Les erreurs de jugement peuvent survenir pour de nombreuses raisons : surabondance d’informations, manque de temps pour les analyser objectivement, mémoire imparfaite, mauvaise représentation du hasard… Dans l’exposition, de nombreux éléments permettent de se confronter à ces situations.

Le rôle des différents types de mémoire (à court ou long terme par exemple) dans la cognition fait l’objet de très nombreuses recherches. Les limitations de notre mémoire peuvent influer sur les mécanismes conduisant à des erreurs de jugement.

Parmi les multiples travaux expérimentaux portant sur la mémoire et sa malléabilité, ceux d’Elisabeth Loftus sont fondamentaux. Depuis plus de 40 ans, elle documente la manière dont nos souvenirs d’épisodes passés peuvent être modifiés par de fausses informations (effet de désinformation).

Par exemple, dans une expérience célèbre, elle a montré que les souvenirs peuvent être affectés par les questions qui s’y rapportent. Après avoir montré une vidéo d’accident de voiture à des participants, le souvenir de la violence du choc variait selon qu’on leur demandait « à quelle vitesse allaient les voitures avant ce grave accident » ou « avant cet accrochage » (traduction très approximative).

Sources (en anglais) :
Loftus, E. & Palmer, J. (1974). Reconstruction of Automobile Destruction: An Example of the Interaction Between Language and Memory. Journal of verbal learning and verbal behaviour, 13.
www.demenzemedicinagenerale.net/images/mens-sana/AutomobileDestruction.pdf

 

Depuis, de nombreuses études sont venues compléter notre compréhension de la manière dont l’exposition à de fausses informations peut influencer la mémoire. L’intérêt pour ce domaine semble à la mesure des conséquences potentiellement graves (songeons aux témoins de scène de crime par exemple).

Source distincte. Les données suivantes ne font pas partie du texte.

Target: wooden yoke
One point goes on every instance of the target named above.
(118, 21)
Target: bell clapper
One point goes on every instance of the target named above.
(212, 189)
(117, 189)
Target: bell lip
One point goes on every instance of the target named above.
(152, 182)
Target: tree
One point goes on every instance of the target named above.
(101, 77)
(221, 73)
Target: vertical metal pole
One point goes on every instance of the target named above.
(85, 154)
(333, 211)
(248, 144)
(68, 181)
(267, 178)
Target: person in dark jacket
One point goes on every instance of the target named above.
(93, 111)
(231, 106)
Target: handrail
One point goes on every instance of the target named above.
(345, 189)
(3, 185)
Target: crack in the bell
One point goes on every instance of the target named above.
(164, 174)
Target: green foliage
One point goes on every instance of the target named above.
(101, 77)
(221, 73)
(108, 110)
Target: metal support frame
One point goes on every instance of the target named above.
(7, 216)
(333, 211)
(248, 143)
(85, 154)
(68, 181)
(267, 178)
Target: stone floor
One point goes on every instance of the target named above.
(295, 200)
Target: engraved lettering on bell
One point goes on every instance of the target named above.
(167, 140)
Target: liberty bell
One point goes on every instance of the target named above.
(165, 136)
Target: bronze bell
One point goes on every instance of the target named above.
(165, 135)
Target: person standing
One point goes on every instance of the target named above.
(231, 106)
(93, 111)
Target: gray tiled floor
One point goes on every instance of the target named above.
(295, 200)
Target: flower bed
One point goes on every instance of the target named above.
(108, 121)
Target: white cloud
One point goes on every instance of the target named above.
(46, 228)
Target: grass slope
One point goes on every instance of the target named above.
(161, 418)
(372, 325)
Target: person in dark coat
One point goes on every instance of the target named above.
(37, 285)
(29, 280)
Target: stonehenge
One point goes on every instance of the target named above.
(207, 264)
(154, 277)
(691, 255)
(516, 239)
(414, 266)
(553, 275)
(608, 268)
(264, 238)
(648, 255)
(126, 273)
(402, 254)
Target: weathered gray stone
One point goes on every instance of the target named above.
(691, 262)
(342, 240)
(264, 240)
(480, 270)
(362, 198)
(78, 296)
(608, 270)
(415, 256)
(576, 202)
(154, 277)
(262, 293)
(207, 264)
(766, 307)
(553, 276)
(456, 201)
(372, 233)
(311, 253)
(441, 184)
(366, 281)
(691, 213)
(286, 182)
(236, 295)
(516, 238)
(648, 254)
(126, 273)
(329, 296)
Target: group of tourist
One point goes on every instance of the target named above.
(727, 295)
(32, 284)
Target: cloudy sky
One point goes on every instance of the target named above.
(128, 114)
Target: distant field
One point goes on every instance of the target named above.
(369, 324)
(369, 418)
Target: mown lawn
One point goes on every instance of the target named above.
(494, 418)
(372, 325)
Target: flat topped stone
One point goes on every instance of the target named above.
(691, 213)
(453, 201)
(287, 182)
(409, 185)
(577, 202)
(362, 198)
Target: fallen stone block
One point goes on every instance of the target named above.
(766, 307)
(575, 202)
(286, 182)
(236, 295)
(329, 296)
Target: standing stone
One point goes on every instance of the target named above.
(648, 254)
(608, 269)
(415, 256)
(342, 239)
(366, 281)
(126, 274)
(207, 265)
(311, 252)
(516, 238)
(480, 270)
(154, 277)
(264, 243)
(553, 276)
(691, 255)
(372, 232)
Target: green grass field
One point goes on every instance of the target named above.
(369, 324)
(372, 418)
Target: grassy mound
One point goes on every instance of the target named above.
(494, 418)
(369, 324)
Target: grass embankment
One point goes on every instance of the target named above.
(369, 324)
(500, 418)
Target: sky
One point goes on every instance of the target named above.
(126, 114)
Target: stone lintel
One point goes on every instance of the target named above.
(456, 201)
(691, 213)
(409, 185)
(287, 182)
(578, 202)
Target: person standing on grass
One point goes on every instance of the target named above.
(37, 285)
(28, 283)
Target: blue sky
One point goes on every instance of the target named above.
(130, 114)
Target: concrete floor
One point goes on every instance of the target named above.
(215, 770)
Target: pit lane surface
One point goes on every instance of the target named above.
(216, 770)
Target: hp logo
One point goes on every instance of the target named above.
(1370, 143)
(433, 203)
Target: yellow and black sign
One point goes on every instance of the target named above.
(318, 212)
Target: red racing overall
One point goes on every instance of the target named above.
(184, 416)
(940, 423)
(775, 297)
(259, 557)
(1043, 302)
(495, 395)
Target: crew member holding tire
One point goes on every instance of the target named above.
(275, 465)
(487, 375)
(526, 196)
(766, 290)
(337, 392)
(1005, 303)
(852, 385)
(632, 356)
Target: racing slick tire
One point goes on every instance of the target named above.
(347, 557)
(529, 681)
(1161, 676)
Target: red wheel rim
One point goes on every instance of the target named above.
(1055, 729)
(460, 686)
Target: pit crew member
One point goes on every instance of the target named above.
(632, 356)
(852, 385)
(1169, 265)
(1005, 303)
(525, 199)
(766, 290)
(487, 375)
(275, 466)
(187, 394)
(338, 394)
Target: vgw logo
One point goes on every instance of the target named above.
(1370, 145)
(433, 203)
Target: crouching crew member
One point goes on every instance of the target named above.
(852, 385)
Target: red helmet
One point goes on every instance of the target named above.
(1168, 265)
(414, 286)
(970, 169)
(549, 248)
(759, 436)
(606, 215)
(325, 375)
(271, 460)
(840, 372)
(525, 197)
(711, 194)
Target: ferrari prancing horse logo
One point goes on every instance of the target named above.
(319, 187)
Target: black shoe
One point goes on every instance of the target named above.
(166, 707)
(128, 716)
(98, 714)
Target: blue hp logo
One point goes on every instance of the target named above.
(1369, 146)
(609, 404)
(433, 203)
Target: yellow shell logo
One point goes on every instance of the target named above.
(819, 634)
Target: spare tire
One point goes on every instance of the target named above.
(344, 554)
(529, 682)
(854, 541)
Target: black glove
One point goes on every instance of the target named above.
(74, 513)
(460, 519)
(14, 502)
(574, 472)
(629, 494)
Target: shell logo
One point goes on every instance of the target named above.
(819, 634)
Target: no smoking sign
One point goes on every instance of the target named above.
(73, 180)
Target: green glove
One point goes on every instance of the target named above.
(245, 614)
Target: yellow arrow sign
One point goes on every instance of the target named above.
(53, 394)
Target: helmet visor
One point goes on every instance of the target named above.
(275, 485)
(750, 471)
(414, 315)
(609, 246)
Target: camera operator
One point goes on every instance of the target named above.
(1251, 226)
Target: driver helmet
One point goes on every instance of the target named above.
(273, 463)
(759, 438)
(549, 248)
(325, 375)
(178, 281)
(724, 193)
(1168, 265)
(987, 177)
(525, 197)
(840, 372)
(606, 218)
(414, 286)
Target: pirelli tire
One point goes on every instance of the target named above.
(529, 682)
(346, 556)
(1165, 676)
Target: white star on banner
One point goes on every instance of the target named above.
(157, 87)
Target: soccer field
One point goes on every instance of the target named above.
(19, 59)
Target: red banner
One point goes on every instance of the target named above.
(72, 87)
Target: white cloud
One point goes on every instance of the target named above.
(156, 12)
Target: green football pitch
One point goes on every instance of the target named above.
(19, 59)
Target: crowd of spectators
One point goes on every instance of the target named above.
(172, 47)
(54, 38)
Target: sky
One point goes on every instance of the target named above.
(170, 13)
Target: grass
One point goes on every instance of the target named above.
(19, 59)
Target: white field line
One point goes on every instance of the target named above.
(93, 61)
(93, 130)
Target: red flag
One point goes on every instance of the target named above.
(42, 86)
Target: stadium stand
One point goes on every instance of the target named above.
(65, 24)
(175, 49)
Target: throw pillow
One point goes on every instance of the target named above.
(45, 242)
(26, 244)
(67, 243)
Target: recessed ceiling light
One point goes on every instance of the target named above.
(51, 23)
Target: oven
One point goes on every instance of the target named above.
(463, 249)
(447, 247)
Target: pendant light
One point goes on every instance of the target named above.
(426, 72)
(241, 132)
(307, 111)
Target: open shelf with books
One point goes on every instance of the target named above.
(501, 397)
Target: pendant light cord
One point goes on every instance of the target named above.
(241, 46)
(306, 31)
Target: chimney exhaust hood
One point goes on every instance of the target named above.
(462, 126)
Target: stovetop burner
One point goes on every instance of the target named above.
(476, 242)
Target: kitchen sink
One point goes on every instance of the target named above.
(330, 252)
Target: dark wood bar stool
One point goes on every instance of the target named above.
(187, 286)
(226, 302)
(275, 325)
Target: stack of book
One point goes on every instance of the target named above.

D’autres études, encore débattues toutefois, laissent à penser que des souvenirs d’évènements n’ayant jamais existé pourraient même être implantés dans notre mémoire.

Sources (en anglais) :
Loftus, E. (2005). Planting Misinformation in the Human Mind: A 30-Year Investigation of the Malleability of Memory, Learning & Memory, 12(4).
www.researchgate.net/publication/7718097_Planting_misinformation_in_the_human_mind_A_30-year_investigation_of_the_malleability_of_memory

 

D’autres caractéristiques de la mémoire ont été étudiées. Par exemple, dans une série d’expériences, Glanzer & Cunitz ont présenté des listes de mots de différentes longueurs aux participants. Il leur était demandé ensuite de citer les mots dont ils se souvenaient, dans l’ordre qu’ils voulaient. Il apparaît que les premier et les dernier éléments de la liste sont plus fréquemment retenus, en particulier quand leur appel a lieu immédiatement après (effet de récence/ primauté).
(*) Dans l'exposition : un élément du Food truck s’inspire de cette expérience.

Sources (en anglais) :
Glanzer, M. & Cunitz, A. R. (1966). Two storage mechanisms in recall. Journal of Verbal Learning and Verbal Behavior, 5.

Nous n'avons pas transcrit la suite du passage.